Let’s do one more of these. I find these strangely fun.
All right, this one involves Tom. Tom tried to find the derivative of the square root of (x)/(x^4). Here is his work. Is Tom's work correct? If not, what's his mistake? Pause the video and see if you can figure that out.
So it looks like he’s trying to apply the quotient rule. So applying the quotient rule, you would in the numerator take the derivative of the first expression times the second expression and then minus the first expression times the derivative of the second expression, all of that over the denominator expression squared.
So this looks correct. Actually, it’s a correct application of the quotient rule. It looks like Tom is correctly simplifying. The derivative of x^(1/2) is (1/2)x^(-1/2), so that looks right. The derivative of x^4 is 4x^3, so that looks right. All of this looks algebraically right.
And let’s see, when you simplify this - so let's see, x^(-1/2) * x^4 is indeed x^(4 - 1/2), which looks correct. And that simplifies to that, which looks correct, we’re just using exponent properties there, and then divided everything by - let’s see, oh then everything is in terms of x^(3.5). So we’re going to have -3.5x^(3.5), and then you use exponent properties.
So actually, it looks like he did everything correctly. This is the right answer now. So his work is correct; he did not make any mistakes. But I do have a bone to pick, so to speak, with Tom because he didn’t have to apply the quotient rule here. He did all of this hairy calculus and algebra, but there could have been a very simple simplification he could have made up here.
And this is a key thing to realize. He could have said, "Hey, you know what? This is the same thing as the derivative with respect to X of x^(1/2) * x^(-4)." That’s what the square root of x is and 1 over x^4 is. And so let me color code it.

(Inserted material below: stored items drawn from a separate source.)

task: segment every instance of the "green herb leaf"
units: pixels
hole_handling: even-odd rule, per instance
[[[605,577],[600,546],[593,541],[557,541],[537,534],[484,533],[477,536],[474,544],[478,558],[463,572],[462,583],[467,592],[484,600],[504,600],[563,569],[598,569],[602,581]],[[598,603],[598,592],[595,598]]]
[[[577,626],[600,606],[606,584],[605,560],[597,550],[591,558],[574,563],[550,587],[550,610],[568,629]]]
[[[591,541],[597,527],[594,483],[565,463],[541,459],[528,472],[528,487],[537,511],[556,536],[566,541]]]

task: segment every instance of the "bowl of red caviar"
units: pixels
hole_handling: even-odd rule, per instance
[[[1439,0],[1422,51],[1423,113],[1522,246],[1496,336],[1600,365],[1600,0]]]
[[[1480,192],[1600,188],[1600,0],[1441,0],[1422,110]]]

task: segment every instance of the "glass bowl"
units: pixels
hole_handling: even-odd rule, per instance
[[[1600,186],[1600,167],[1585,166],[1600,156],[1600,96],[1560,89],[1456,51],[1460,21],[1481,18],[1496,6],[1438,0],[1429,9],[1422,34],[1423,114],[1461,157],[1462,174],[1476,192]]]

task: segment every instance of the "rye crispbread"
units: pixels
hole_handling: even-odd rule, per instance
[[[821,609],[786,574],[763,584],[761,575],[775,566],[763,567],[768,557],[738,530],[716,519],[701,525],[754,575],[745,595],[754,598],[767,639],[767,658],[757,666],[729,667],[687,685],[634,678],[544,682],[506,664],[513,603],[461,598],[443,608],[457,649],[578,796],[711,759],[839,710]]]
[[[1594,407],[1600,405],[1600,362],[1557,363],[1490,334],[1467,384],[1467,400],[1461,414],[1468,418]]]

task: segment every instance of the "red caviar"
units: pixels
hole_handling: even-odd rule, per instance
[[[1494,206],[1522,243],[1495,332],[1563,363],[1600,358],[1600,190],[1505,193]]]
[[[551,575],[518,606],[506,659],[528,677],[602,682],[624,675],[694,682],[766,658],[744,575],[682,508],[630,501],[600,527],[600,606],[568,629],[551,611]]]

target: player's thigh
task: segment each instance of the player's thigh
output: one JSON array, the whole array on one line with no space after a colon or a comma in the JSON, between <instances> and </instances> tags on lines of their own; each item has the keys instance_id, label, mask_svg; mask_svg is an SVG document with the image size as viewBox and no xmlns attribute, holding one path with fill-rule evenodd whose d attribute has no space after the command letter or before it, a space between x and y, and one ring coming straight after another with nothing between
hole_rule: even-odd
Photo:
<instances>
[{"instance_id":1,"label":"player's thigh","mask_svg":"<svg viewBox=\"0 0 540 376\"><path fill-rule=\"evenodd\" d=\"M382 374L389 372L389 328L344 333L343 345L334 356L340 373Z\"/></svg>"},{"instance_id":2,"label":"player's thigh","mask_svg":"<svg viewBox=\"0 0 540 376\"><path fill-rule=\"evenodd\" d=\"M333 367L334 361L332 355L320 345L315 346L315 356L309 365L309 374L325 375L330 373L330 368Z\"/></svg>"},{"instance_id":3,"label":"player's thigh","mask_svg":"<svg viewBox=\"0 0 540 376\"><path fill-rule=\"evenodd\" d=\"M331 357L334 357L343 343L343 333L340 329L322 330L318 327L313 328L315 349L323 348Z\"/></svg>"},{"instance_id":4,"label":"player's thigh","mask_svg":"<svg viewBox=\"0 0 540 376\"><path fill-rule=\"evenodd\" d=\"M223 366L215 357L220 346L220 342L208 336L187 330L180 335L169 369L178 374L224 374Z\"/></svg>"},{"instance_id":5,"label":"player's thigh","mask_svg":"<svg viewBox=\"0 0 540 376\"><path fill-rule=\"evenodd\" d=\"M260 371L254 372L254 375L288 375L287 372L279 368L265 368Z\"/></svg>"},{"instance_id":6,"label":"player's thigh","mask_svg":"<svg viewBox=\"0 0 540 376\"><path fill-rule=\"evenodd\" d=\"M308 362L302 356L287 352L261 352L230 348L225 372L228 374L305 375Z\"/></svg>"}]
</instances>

So that is the same thing as that, and that is the same thing as that. And you wouldn’t even have to use the product rule here; you could simplify this even further. This is the same thing as the derivative with respect to X of just - we have the same base; we can add the exponents. So it’s going to be x^(-3.5).

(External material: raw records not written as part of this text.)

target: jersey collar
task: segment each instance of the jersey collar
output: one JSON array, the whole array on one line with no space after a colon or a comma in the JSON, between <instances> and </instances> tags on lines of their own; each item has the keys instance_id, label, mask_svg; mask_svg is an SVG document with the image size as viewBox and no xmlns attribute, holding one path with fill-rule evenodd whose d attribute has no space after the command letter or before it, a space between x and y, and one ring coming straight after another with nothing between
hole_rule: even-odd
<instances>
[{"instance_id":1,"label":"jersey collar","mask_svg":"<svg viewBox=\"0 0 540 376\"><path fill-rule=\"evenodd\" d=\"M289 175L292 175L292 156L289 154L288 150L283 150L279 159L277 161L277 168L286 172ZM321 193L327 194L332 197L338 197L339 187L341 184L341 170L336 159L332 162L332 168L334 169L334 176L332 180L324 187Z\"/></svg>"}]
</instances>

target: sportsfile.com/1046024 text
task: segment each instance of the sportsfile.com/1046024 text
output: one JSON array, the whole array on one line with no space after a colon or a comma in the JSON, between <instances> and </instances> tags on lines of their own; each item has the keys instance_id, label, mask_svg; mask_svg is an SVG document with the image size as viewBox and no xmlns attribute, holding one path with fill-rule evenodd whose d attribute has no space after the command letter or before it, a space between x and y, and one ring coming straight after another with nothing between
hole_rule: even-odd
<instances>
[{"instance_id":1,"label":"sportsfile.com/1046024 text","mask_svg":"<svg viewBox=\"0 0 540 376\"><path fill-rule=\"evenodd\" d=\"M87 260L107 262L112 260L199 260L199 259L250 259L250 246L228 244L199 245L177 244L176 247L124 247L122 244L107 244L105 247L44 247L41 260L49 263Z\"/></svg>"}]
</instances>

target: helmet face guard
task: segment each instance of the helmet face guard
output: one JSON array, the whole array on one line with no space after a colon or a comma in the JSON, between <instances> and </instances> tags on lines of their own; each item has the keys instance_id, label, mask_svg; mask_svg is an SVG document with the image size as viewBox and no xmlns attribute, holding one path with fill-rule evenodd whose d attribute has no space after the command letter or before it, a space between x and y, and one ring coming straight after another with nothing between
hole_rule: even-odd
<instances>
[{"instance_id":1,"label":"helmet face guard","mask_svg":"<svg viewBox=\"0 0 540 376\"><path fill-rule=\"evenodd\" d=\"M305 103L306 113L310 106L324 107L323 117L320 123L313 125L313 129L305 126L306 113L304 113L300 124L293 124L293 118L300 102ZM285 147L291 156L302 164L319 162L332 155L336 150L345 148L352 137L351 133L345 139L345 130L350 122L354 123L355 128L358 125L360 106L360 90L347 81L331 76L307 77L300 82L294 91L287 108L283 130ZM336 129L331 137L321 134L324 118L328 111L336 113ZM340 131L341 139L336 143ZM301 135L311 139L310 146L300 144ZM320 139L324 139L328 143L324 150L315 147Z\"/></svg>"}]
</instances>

So you can just use the power rule. So this is going to be equal to bring the -3.5 out front: -3.5x^(-4.5). And then we just decrement this one by one, subtract one from that 4.5 power. So as you can see, he could have gotten this answer much, much, much, much, much, much quicker. But he didn’t make any mistakes; there’s a little bit of a judgment error just immediately going forth with the quotient rule, which gets quite hairy quite fast.